The castle, which was sited on a rocky promontory, was founded by the Normans during their invasion of West Wales in the 12th century. A stone tower was built on the headland's highest point which was protected by a curtain wall. The walls had a gateway and several small towers on the landward side. A lesser sea wall surrounded the remainder of the site and the beach area to the west.

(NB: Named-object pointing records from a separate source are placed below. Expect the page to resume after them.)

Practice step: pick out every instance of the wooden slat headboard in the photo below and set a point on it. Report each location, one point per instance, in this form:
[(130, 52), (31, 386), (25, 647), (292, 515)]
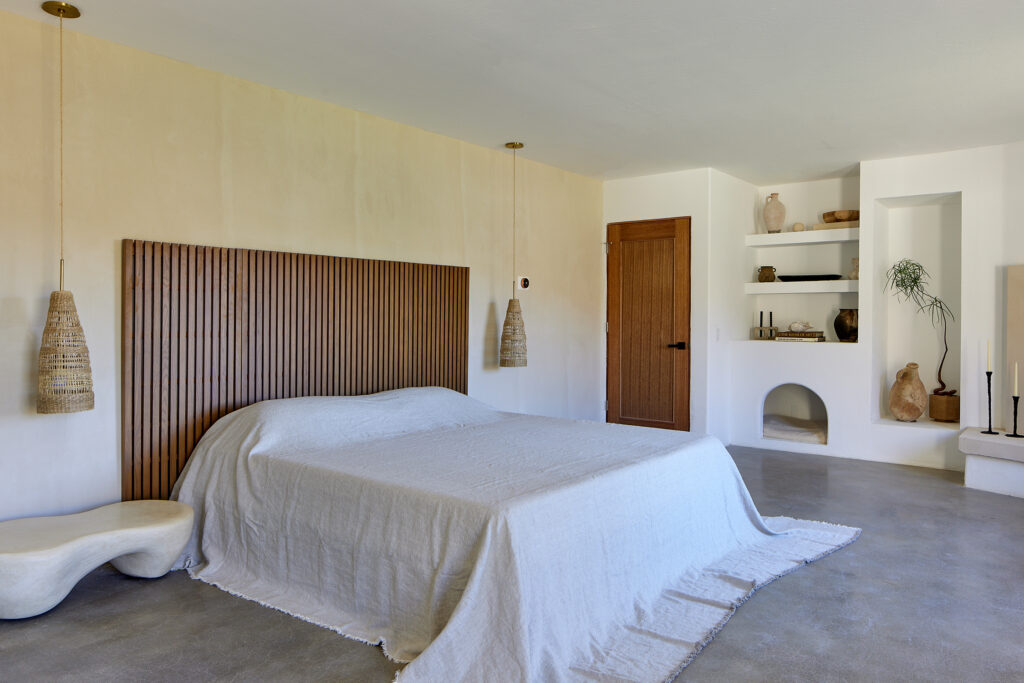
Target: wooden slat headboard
[(209, 330)]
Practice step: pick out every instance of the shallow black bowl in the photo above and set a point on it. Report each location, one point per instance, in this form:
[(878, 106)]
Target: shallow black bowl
[(806, 279)]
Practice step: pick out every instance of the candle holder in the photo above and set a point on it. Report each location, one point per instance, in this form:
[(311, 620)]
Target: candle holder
[(988, 379), (1017, 400)]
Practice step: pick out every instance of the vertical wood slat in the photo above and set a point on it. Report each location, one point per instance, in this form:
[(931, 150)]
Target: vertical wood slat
[(127, 365), (208, 330)]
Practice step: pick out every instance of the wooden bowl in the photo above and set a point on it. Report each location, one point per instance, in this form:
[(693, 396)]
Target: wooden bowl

In 1153, the castle was captured and destroyed by Maredudd ap Gruffydd and Rhys ap Gruffydd (sons of Gruffydd ap Rhys), the future ruler of the south-western petty kingdom of Deheubarth in mid Wales. The castle was besieged again by the Welsh in 1187. Almost a century later, Llywelyn ap Gruffudd (prince of Gwynedd, and son of Gruffudd ap Llywelyn) sacked the town during his campaigns to retake South Wales in 1260 but the castle was not taken by the Welsh.

===Abandonment===
By the late 13th century, Tenby castle and the town had become part of the Marcher Lordship of Pembroke, which by then was ruled by William de Valence who instigated the building of the Tenby town walls, defensive walls around the town rather than just the castle which diminished the defensive importance of Tenby Castle, particularly after the walls were mostly completed by the start of the fourteenth century. By the 1400s the Earldom had reverted to the crown, and Tenby castle was abandoned and in disrepair.

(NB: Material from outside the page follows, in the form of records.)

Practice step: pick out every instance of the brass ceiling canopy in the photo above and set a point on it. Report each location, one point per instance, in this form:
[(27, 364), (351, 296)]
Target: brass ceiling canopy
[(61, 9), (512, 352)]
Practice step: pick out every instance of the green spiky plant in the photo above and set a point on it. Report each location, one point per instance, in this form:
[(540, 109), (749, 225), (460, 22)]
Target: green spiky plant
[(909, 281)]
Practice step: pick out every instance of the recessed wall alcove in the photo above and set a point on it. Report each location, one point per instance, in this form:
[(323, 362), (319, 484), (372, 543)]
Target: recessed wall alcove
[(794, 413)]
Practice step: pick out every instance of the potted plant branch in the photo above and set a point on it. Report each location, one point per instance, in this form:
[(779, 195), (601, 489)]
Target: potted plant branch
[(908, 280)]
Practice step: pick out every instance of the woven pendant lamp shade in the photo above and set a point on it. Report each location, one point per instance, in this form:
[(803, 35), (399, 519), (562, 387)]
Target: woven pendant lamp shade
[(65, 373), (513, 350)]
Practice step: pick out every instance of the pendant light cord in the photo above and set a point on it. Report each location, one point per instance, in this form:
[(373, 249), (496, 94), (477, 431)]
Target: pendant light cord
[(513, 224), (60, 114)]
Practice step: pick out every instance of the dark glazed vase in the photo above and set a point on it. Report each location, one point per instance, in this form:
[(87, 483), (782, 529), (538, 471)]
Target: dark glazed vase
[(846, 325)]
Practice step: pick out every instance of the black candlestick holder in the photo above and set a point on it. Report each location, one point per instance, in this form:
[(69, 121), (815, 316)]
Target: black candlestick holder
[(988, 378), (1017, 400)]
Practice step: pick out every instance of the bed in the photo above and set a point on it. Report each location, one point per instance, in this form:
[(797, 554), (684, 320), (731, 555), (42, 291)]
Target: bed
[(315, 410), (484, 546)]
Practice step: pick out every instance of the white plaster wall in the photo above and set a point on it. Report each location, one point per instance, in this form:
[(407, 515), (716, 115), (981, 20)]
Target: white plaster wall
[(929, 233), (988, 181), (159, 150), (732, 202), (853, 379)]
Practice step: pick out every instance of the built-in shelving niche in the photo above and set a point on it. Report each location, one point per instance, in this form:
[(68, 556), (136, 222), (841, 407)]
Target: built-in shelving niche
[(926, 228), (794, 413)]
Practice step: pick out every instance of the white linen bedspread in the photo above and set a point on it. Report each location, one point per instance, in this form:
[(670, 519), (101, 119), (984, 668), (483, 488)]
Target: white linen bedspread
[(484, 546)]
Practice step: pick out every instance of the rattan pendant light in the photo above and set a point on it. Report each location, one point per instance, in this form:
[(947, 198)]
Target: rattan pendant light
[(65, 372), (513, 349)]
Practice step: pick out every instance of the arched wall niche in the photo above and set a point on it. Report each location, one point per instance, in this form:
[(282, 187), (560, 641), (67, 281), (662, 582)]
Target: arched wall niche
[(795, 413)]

In 1452, King Henry VI gave the Marcher Lordship (and associated Earldom) to Jasper Tudor, his half-brother, who agreed to refurbish and improve Tenby's defences by dividing the cost between himself and the town's merchants. Improvements included widening the dry ditch along the outside of the town walls to 30 ft. Raising the wall's height to include a second tier of higher arrow slits behind a new parapet walk and adding additional turret towers to the ends of the walls where they abutted the cliff edges.

In 1648 during the Second English Civil War, a unit of Royalists under the command of Rice Powell held a refortified Tenby for 10 weeks until they were starved into surrendering by besieging Parliamentarians.

==Present day==
A few features of the medieval castle remain. A path from Tenby harbour to the top of Castle Hill passes through the main square gateway. On the summit of the promontory is a small tower. A circular walk which was laid out in the 19th century follows the line of the original curtain walls. Tenby Museum & Art Gallery is built on the remains of the castle's domestic building, probably the great hall.

Although the north gate has been demolished to widen the road, Tenby town walls on the north side are largely complete.
The eastern walls and towers remain intact.